Born to parents of Eastern European Jewish origin in April 1924, Benjamin decided in junior high to fly planes in defense of America. “I was always interested in it,” he says. He found a bookstore in downtown Boston that sold government-issued navigation and piloting manuals, and studied them.
After graduating high school in 1942, his determination to fly planes took on new intensity.
He moved through basic training, cadet classification and then pilot school. There a colonel took him aside. Even though he was well-suited to flying fighters, he said, “We don’t have enough good navigators.” Benjamin switched to navigation training. “He was a colonel,” Benjamin laughs. “I was a kid. What could I say?”
At age 19, Benjamin and his newly assigned crew made their way from the B-17 pick-up point in Kearney, Nebraska, to New Hampshire, up to Newfoundland and then Iceland before arriving at Army Air Force Base No. 106 in Grafton Underwood, England. From July 1944 through January 1945, Benjamin navigated his crew on bombing missions aimed at German military targets. He held his crew’s lives in his hands as he steered them around anti-aircraft fire, shells built to explode in midair and hurl thousands of pieces of deadly shrapnel at incoming American planes. Each piece of shrapnel was capable of slicing through engines, propellers and human flesh.

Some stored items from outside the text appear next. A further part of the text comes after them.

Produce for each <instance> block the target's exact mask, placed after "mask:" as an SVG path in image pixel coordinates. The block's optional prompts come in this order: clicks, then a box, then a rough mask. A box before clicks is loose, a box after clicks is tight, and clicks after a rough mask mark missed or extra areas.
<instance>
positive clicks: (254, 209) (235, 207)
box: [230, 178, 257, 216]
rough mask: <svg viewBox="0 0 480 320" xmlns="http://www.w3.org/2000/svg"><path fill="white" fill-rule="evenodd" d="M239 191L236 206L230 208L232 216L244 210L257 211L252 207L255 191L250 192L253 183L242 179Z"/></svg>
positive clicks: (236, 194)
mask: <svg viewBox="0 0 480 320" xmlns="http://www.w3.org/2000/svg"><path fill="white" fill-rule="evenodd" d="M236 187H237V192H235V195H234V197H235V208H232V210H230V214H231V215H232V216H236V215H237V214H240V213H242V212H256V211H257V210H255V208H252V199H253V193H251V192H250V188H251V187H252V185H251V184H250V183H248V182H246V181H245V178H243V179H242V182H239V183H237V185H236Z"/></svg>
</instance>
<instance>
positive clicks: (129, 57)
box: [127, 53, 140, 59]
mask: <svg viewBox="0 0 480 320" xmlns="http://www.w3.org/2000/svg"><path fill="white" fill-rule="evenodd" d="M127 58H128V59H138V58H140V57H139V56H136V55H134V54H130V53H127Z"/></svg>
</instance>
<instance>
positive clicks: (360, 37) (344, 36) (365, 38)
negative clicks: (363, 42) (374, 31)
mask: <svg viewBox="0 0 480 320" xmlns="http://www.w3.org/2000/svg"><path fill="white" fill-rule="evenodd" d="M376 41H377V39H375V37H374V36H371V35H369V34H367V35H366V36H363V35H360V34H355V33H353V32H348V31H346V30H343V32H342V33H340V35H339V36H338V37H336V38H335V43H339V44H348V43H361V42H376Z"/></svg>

Benjamin remembers that back at the base, each barrack housed three B-17 crews. There were times that when he and his crew returned from a mission, they were the only crew in the barrack that night. Asked how he dealt with that, Benjamin says, “I don’t know.”
In September 1944, on his 13th mission, Benjamin’s plane was hit by German anti-aircraft fire, and lost first two engines, and then a third. He maneuvered the plane to an area over German-occupied Belgium that he calculated might no longer be filled with German soldiers. He had his crew wait until the last possible minute before they jumped. It was the first time he had ever used a parachute.
It was a good thing for his crew, and for Benjamin, that Benjamin was the navigator. They landed in a field that had just been vacated by retreating Germans. Had it been otherwise, Benjamin recalls, “We would have been dead.”
Injured in the process, Benjamin and some of his crew mates spent days in a local Catholic hospital. One day he asked a nun why she was cleaning the hospital. “There’s a whole lot of people out there who want to shake your hands,” she replied. “They wanted to thank Americans for saving them,” Benjamin says.
Back in American-liberated France, Benjamin was told by medical personnel that he could return to his base and keep flying “if you want.” Benjamin did. “I wanted to be with my buddies,” he says.
He flew 18 more combat missions, risking his life for his country each time.
Back home, Benjamin met 16-year-old Lorraine Bernstein, of Boston’s West End. She told him she was 18. When he later asked her why she’d said that, she answered: “I didn’t want to lose you. I thought you were a good catch.”
“I guess I was,” he says, “because we were married 74 years.”
Lorraine passed away at age 93 this past January. They have three sons.
Benjamin shows his interviewer his apartment. He has more than a dozen medals, from the United States and the French governments. He hasn’t said a word about them and doesn’t now.
He is simply happy to have served. He has nothing more to say.